In 2004, Good Morning America’s Dan Harris experienced the last thing a TV anchor would ever want: a panic attack on live television in front of more than 5 million viewers. What many would have considered a career-ending event, actually set Dan on a path which led him to meditation and in turn to writing his mega-bestseller 10% Happier as well as starting his popular podcast which boasts respected guests like Jon Kabat-Zinn, Sam Harris, the Dalai Lama, and many others. The obstacle is the way, right? Or as the Buddhists put it, the obstacle is the path. Dan is also the author of his new book, Meditation for Fidgety Skeptics, which is out now.

We reached out to Dan and explore his views on mindfulness and meditation. Dan’s answers are both funny andy helpful—he gives specific tips to implement a meditation practice, how to reconcile ambition and spirituality, and what are the worst ways to get someone to meditate. Enjoy our interview with Dan Harris below!


Can you tell us about your story of what actually led you to write 10% Happier  and all the adventures that you describe in it? Some readers might be surprised to learn that a big part was driven by a panic attack you had on national television?

Back in 2004, I had a panic attack while delivering the news on Good Morning America. In front of 5.019 million views.

So, yeah, that sucked. (If you’re in the market for a nice dose of Schadenfreude, you can readily find the clip on YouTube. Just search for “panic attack on live television.”)

The good news is that my public meltdown set me off on a weird, windy road that ultimately led me to meditation, which – while it is certainly not a panacea – has significantly improved my life.

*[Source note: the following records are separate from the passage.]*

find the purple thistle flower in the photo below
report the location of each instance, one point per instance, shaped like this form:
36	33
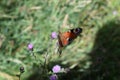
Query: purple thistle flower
53	35
30	46
56	68
115	12
53	77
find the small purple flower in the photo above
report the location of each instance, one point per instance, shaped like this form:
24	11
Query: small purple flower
53	77
115	12
56	68
30	46
53	35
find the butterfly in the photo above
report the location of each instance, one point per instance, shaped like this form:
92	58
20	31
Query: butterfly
66	38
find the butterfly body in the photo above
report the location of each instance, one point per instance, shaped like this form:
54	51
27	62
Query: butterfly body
66	38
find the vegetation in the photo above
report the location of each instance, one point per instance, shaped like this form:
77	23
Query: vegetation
92	56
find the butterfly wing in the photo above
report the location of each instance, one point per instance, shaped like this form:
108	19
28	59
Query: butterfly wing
66	38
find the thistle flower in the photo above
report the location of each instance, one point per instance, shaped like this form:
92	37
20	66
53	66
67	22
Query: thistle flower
53	35
115	12
56	69
53	77
30	46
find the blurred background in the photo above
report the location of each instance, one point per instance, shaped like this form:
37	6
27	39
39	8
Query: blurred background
93	56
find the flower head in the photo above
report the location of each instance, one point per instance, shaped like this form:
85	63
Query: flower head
30	46
53	77
56	68
53	35
115	12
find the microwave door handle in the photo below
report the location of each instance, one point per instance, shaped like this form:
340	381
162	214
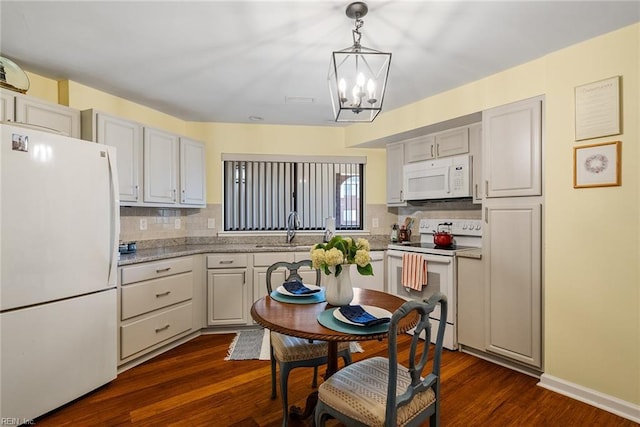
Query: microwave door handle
447	181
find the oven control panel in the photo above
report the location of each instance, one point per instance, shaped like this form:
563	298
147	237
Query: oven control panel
459	227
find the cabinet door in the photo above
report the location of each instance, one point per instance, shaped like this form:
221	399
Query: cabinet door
160	166
475	148
192	173
227	296
52	116
471	302
420	148
126	136
395	164
512	149
7	100
452	142
512	246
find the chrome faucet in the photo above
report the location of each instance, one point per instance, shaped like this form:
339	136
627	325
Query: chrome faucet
293	222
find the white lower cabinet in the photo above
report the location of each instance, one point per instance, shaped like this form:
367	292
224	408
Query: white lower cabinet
511	245
227	290
141	334
156	305
471	310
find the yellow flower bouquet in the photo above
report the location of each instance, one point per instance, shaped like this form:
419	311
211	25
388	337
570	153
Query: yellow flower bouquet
342	250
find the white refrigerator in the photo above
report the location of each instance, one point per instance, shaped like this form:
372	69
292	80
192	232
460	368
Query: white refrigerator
59	229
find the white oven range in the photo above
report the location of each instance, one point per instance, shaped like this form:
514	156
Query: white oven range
441	267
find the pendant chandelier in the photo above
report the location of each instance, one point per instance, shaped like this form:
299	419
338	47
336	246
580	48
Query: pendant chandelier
358	75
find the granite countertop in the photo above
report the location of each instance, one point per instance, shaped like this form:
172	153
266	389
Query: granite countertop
144	255
471	253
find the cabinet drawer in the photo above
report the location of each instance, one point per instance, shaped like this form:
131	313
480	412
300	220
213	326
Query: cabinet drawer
268	258
154	294
156	269
141	334
226	260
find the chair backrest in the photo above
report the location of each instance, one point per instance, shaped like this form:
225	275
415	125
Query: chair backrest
292	273
419	347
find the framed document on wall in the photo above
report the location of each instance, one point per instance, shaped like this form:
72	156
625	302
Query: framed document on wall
598	109
596	165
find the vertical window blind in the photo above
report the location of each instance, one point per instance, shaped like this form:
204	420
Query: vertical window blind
261	191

It has been more than three years since you published 10% Happier. The book hit #1 on the New York Times list and currently sits at #12 on Amazon’s Most Sold list. The book has done really well and clearly resonated with a lot of people. Why do you think it provoked such a strong reaction? And looking back now, what are some lessons that you’ve learned since that you wish were part of the book?

I like to joke that my book contains no original ideas; my only innovation was to talk about meditation while using the word “fuck” a lot.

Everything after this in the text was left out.